Berbagai jurusan ada di kampus ini. Sama halnya dengan mahasiswanya yang terdiri atas berbagai negara, agama, dan latar budaya yang berbeda.
Kampusnya yang besar dilengkapi pula dengan berbagai fasilitas umum, seperti layaknya sebuah kota. Mulai dari asrama mahasiswa yang ditempati oleh semua mahasiswa Xiada (sebutan lain kampus ini), kantin muslim dan umum, supermarket, toko pecah belah, toko elektronik, toko buku, rumah sakit, bank, taman, danau, dan lain-lain. Tak heran jika kampus ini masuk peringkat 10 besar di Cina.
Sistem pendidikannya lebih modern. Mahasiswa asing diwajibkan belajar bahasa Mandarin, sebab bahasa pengantar perkuliahan ya memang bahasa Mandarin.
Jika kita melewati Pusat Pelatihan Bahasa Mandarin untuk Orang Asing, akan terlihat banyak sekali orang asing dari berbagai negara berkumpul di sana. Mahasiswanya tidak hanya sekadar belajar teori kebahasaan, tetapi juga langsung mempraktikkan bahasa Mandarin.
Hal ini juga kami alami saat berada di kelas. Selama dua hari penuh laoshi (tutor) memberikan materi tentang metode pengajaran dan pendidikan di depan kelas. Pada hari ketiga kami diwajibkan menyelesaikan tugas dan mempresentasikannya.
Kelompok utama dibagi ke dalam dua bagian besar, yakni pendidikan bahasa Mandarin untuk lanjutan dan anak-anak. Saya bersama seorang guru yang mengajar di sebuah sekolah di Jakarta memilih kelompok bahasa Mandarin untuk pemula atau anak-anak. Seusai presentasi, kelompok kami terpilih menjadi yang terbaik. Esoknya, kami melakukan presentasi lagi di forum yang lebih besar.
Menariknya, dosen-dosen di sini tidak hanya memantau aktivitas siswa. Mereka juga memberi masukan kepada semua peserta yang melakukan presentasi.
Saat presentasi, ada seorang peserta tampil cukup menarik. Ia benar-benar menguasai forum sebagai seorang guru. Semua peserta menganggap dialah pemenangnya.
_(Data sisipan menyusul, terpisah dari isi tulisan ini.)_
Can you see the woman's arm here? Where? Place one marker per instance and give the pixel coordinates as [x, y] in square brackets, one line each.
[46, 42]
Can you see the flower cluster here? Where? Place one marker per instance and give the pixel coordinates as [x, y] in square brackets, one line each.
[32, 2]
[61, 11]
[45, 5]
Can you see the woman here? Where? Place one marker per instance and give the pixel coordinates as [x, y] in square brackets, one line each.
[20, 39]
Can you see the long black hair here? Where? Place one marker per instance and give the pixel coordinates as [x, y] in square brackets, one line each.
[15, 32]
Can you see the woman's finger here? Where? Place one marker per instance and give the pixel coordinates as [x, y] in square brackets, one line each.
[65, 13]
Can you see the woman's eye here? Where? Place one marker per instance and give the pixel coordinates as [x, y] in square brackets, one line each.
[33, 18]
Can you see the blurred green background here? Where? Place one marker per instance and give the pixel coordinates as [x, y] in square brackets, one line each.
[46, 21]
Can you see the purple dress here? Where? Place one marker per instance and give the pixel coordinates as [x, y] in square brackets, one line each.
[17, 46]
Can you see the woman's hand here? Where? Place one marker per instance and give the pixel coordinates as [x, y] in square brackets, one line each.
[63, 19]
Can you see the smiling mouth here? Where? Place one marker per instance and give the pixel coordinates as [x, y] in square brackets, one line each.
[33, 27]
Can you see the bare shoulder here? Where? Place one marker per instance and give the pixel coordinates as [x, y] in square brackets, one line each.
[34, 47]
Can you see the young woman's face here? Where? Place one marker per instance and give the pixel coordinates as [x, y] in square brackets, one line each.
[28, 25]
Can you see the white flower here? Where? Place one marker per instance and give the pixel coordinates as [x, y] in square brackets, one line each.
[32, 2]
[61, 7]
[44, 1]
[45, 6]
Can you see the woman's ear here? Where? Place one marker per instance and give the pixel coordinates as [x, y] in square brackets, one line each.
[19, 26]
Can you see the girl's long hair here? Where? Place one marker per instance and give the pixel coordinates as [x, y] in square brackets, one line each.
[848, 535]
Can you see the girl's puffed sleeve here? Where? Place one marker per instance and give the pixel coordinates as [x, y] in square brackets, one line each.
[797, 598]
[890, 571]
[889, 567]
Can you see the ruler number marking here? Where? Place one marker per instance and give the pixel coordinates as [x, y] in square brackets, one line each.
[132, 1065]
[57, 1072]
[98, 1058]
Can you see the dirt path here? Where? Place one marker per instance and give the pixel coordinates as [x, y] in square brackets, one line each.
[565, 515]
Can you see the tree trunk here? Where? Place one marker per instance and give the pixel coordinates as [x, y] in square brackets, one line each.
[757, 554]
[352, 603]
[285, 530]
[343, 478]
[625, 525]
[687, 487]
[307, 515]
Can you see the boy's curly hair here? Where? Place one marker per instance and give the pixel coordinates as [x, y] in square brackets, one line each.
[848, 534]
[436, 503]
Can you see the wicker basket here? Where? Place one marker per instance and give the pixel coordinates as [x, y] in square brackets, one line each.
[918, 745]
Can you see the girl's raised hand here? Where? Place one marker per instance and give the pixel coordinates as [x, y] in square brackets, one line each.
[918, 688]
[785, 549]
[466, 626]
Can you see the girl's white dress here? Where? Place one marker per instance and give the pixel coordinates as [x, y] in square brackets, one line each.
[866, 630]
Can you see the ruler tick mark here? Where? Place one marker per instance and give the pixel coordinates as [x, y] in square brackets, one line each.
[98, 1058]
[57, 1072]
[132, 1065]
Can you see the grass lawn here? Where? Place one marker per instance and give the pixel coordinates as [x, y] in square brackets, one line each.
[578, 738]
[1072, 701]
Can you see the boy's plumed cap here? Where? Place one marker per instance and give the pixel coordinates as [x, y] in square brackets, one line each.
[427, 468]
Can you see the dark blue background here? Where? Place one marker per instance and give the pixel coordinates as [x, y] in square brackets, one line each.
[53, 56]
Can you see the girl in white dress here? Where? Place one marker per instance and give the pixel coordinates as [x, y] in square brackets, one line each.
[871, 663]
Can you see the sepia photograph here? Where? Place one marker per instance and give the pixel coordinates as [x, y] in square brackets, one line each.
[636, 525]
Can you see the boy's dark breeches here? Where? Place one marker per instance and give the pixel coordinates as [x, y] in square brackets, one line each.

Tapi ternyata setelah pengumuman, dia tidak termasuk dalam tiga besar. Semua kami terkejut dan minta penjelasan. Ternyata ada sisi-sisi penilaian yang dilakukan laoshi jauh dari bayangan siswa.
“Cara mengajarnya memang menarik. Bertutur. Dalam mengajar, bercerita saja tidak cukup. Seorang guru harus mampu melibatkan benda (alat peraga) yang jadi pembahasan kepada muridnya agar murid ingat apa yang disampaikan oleh guru,” jelas laoshi kepada kami tentang peserta yang tampil memukau, tapi tak jadi pemenang itu.
Menurut laoshi, penyajian materi dalam mengajar, apalagi mengajar bahasa Mandarin, tidak cukup hanya menarik secara content, tapi juga harus dimengerti murid dengan baik apa yang disampaikan gurunya.